The Breaking of the Stone
A sound like the earth cracking in half roared through the mountain. The ground beneath our feet buckled, sending a shower of pebbles into the abyss. At the base of the peak, a golden beam of light shot upward, piercing the grey clouds. It wasn't the warm light of a sun; it was the cold, artificial brilliance of the Empire’s stolen magic.
"The seal," Elias shouted, his blue flames erupting around him in a desperate shield. "They’ve tapped into the root! The mountain is bleeding!"
I felt it then. A sharp, agonizing pull at the center of my chest. The Regent, dormant for so long, let out a scream of absolute terror. This wasn't a fight for a throne or a pack. This was the end of the song.
"Cassian!" I cried out.
He grabbed me just as the sky turned a bruised, sickly purple. The Golden Empire's army began to howl not the howl of wolves, but the screech of metal on metal. They were being unmade. The magic they had stolen was turning back into raw entropy, dissolving their bodies and their minds.

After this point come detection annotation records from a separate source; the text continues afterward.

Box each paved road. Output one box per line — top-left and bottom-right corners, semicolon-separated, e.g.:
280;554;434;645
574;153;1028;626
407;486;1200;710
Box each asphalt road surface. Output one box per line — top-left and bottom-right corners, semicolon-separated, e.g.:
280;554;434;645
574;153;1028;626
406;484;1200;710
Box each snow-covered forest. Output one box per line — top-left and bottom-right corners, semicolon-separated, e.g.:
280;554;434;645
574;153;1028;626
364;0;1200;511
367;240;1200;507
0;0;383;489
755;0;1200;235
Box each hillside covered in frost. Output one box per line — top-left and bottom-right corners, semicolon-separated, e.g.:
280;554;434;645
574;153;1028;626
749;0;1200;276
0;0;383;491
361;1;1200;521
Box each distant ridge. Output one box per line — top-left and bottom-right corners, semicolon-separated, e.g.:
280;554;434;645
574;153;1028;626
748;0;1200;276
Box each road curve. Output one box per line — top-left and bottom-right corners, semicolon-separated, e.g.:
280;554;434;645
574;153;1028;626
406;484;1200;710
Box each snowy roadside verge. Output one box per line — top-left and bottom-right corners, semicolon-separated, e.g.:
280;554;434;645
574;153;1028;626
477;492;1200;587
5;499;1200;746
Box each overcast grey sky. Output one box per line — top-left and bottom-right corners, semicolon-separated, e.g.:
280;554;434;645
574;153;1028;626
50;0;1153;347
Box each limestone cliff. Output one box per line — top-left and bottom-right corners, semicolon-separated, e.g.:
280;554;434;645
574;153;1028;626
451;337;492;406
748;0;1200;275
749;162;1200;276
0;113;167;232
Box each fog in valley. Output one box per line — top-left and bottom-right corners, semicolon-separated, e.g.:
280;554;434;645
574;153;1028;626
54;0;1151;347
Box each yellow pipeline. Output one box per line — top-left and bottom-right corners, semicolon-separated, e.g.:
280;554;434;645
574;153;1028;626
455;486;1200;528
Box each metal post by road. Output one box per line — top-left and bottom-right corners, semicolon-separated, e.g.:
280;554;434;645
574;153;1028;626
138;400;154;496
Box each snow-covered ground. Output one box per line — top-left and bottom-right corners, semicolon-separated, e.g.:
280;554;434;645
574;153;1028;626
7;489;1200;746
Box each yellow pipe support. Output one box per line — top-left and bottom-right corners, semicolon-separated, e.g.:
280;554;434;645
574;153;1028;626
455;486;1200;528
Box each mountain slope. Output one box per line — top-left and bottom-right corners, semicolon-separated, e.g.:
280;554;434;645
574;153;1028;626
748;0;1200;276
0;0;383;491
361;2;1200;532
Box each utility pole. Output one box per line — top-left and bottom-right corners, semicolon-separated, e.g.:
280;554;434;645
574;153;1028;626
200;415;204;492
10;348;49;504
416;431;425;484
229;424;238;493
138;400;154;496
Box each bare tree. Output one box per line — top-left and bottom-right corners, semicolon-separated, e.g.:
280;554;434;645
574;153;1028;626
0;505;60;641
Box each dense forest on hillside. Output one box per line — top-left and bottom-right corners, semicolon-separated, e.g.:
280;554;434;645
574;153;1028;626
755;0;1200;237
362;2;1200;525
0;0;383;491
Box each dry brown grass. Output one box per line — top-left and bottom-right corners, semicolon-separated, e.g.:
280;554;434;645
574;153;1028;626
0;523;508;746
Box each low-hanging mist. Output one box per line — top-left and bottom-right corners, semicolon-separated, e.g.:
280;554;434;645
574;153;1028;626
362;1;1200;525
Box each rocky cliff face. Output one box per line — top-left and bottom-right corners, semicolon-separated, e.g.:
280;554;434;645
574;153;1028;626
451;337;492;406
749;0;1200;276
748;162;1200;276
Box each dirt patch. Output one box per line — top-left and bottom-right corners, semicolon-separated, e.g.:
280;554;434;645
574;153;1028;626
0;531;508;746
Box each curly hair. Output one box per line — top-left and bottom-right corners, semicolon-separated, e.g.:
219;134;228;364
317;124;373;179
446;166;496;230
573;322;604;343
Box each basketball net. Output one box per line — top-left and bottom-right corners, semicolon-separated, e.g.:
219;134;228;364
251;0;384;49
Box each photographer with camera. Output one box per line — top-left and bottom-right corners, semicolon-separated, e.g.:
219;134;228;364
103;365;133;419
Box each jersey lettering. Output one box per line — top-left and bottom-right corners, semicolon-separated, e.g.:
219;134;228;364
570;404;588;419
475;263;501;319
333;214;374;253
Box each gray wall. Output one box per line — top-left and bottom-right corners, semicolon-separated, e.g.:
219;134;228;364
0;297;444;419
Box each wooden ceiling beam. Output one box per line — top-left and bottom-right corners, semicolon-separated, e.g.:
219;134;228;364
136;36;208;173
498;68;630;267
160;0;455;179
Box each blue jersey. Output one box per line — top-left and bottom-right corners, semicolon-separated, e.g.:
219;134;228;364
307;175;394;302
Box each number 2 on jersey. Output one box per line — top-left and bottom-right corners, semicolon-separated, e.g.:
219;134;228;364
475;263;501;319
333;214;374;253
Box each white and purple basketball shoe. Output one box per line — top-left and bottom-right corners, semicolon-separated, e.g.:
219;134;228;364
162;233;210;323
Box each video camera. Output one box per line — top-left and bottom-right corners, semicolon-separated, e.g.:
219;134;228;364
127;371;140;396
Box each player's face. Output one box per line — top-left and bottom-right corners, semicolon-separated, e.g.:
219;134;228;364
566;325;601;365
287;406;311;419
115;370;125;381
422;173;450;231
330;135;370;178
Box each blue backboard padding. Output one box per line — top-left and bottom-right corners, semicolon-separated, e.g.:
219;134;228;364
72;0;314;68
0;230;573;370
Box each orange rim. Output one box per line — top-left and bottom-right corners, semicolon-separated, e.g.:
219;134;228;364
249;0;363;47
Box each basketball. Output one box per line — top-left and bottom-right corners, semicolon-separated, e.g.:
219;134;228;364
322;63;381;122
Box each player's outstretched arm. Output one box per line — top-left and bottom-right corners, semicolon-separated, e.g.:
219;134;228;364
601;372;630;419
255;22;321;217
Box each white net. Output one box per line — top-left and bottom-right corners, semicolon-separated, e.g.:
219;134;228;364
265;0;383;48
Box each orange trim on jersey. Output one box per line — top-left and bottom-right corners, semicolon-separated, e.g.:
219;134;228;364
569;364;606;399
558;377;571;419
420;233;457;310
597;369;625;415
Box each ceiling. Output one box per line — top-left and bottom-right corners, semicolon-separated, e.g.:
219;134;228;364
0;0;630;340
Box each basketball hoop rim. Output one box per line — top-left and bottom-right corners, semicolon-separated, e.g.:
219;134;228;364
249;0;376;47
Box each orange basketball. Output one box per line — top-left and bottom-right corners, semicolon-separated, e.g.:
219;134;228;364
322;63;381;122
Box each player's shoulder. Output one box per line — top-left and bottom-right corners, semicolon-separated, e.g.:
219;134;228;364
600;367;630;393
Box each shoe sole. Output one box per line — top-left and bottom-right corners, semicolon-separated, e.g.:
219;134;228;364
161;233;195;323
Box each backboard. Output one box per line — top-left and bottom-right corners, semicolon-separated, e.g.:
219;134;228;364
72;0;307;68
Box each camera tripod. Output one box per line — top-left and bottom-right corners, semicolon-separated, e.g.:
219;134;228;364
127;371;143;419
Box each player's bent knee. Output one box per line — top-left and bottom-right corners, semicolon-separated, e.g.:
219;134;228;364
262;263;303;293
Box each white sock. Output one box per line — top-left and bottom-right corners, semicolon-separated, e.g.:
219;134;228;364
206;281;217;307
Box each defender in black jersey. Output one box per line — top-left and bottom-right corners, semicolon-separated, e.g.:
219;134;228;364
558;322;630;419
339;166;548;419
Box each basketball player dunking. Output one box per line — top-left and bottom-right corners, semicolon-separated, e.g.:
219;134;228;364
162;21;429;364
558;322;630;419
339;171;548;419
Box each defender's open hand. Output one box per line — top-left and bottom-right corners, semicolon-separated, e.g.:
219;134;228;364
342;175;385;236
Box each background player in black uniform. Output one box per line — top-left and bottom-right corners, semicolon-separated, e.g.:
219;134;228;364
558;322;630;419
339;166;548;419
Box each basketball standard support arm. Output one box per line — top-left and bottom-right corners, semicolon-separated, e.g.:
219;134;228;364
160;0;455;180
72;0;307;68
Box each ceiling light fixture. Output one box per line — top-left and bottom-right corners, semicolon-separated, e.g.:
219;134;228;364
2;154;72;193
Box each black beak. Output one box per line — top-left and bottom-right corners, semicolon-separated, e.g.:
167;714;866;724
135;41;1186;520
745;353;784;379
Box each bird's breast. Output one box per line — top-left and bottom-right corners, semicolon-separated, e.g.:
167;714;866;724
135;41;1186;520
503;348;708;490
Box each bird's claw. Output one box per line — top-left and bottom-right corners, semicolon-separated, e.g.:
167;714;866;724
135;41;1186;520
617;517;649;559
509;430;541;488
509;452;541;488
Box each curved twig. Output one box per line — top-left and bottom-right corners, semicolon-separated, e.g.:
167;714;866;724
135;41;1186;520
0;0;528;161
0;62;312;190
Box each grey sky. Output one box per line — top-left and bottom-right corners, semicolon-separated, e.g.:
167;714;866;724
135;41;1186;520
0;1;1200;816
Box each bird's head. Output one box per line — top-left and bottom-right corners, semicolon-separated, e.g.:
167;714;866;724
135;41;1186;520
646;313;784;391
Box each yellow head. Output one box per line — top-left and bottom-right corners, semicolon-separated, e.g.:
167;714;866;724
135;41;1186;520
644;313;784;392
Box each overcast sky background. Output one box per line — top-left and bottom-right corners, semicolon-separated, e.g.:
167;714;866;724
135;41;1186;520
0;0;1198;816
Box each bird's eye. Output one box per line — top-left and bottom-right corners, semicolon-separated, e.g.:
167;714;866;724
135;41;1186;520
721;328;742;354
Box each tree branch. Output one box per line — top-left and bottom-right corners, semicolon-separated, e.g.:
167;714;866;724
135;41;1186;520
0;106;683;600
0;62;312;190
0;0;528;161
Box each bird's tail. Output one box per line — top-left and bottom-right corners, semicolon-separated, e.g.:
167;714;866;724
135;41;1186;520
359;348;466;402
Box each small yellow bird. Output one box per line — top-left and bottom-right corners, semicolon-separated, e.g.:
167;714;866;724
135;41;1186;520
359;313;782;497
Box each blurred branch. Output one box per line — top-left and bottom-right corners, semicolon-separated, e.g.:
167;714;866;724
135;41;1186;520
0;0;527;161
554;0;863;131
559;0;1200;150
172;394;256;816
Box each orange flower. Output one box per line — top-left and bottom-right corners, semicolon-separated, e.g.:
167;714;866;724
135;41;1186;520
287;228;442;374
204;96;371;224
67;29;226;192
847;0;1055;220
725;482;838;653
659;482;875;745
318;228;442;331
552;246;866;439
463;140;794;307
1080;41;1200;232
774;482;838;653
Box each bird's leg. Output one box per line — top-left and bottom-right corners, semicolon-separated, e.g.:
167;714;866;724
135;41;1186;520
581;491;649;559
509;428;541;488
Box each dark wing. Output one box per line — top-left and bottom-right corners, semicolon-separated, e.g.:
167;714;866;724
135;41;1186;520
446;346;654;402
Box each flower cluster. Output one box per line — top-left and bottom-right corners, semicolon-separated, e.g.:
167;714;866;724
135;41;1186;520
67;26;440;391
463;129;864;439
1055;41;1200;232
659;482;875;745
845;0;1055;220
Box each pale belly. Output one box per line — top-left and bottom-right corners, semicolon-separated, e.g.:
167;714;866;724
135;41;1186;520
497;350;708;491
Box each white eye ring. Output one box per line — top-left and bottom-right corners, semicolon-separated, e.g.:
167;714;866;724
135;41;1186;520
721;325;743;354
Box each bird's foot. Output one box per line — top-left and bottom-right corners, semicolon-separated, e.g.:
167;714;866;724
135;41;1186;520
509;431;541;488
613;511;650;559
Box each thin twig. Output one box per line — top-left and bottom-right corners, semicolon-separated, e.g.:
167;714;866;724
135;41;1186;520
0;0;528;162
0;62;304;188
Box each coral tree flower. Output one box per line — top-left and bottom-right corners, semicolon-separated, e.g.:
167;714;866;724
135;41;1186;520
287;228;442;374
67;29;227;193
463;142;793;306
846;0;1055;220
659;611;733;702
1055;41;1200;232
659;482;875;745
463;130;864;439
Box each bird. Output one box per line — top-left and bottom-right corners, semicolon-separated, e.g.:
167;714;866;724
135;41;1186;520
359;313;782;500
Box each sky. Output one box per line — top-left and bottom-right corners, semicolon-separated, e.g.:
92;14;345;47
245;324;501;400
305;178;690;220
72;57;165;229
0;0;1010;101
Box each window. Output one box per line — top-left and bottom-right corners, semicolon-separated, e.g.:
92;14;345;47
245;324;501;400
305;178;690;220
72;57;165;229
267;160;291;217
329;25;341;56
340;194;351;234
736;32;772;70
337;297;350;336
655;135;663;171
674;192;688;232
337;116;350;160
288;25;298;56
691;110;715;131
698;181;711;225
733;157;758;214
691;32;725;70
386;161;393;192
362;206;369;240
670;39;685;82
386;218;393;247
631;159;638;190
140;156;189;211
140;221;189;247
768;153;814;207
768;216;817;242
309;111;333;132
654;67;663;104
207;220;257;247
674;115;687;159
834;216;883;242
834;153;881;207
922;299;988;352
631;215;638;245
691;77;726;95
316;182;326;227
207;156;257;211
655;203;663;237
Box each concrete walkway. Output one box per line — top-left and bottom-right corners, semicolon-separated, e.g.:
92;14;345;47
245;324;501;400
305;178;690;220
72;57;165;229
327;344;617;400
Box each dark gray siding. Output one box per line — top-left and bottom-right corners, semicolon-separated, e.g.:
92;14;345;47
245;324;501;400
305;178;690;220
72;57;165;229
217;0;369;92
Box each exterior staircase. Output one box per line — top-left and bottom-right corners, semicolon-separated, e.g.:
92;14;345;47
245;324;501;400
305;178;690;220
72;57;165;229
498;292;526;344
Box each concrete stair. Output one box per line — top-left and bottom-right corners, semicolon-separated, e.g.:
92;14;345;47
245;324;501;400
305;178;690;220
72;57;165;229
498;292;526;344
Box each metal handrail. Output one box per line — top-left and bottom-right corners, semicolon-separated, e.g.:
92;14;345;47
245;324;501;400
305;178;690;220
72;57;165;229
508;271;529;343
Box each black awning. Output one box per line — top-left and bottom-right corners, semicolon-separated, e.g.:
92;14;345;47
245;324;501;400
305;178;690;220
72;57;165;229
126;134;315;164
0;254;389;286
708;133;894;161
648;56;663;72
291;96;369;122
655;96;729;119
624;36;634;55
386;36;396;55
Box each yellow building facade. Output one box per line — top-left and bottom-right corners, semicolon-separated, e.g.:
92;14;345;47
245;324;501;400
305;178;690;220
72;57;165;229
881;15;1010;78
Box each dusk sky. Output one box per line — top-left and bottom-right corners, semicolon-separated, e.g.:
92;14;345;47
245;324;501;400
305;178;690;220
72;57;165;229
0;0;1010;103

"The First Howl is waking," Miri whispered, her eyes turning entirely white. "And it’s hungry for the memory of us."
The Final Stand
I looked at my family. Cassian, the man who had loved a monster until she became a queen. Silas, the boy who carried the weight of two worlds. The Pillars, who had sacrificed their innocence to keep the dark at bay.
"We have to ground it," I said, my voice steadying. I felt the violet shadows rising around me, but they weren't hungry anymore. They were ready. "Silas, give me your hand. Miri, Finn, and Elias join the circle. Cassian, you are the anchor."
We formed a ring at the very tip of the Frozen Peak, our backs to the abyss. As the golden light from below met the purple sky above, we began to chant. It wasn't a spell. It was a story. We spoke the names of the fallen. We spoke of the nursery, the salt flats, and the bone cathedral. We fed the mountain our memories so the First Howl would have something to eat besides our souls.
The suspense was a physical weight, a pressure that tried to flatten us against the stone. The beam of light hit the summit, and for a second, I saw the face of the Void a vast, empty nothingness that wanted to be whole.
"Now!" I screamed.
We poured everything into the stone. The violet, the gold, the silver, the blue, and the grey. The mountain let out one final, world-shaking sob, and then, silence.
The light vanished. The purple sky faded back to a cold, winter grey. Below us, the army of the Empire was gone, leaving nothing but empty armor and piles of golden dust.
I slumped against Cassian, my strength gone. My hand was pale, the obsidian mark faded to a faint, silvery scar.
"Is it over?" Finn asked, his voice trembling.
"The Howl is asleep again," Miri said, her eyes slowly returning to their misty grey. "But the world is quiet. Very quiet."
I looked out over the horizon. The Golden Empire was broken, and the Void had been pushed back. But as I watched the first snowflake of a new winter fall, I realized that we had won by losing the very thing that made us special. The magic was gone. We were just wolves in the cold. And for the first time in seventy-three chapters, I was okay with being just a woman, holding the hand of the man she loved, watching the sun rise over a world that was finally, truly, silent.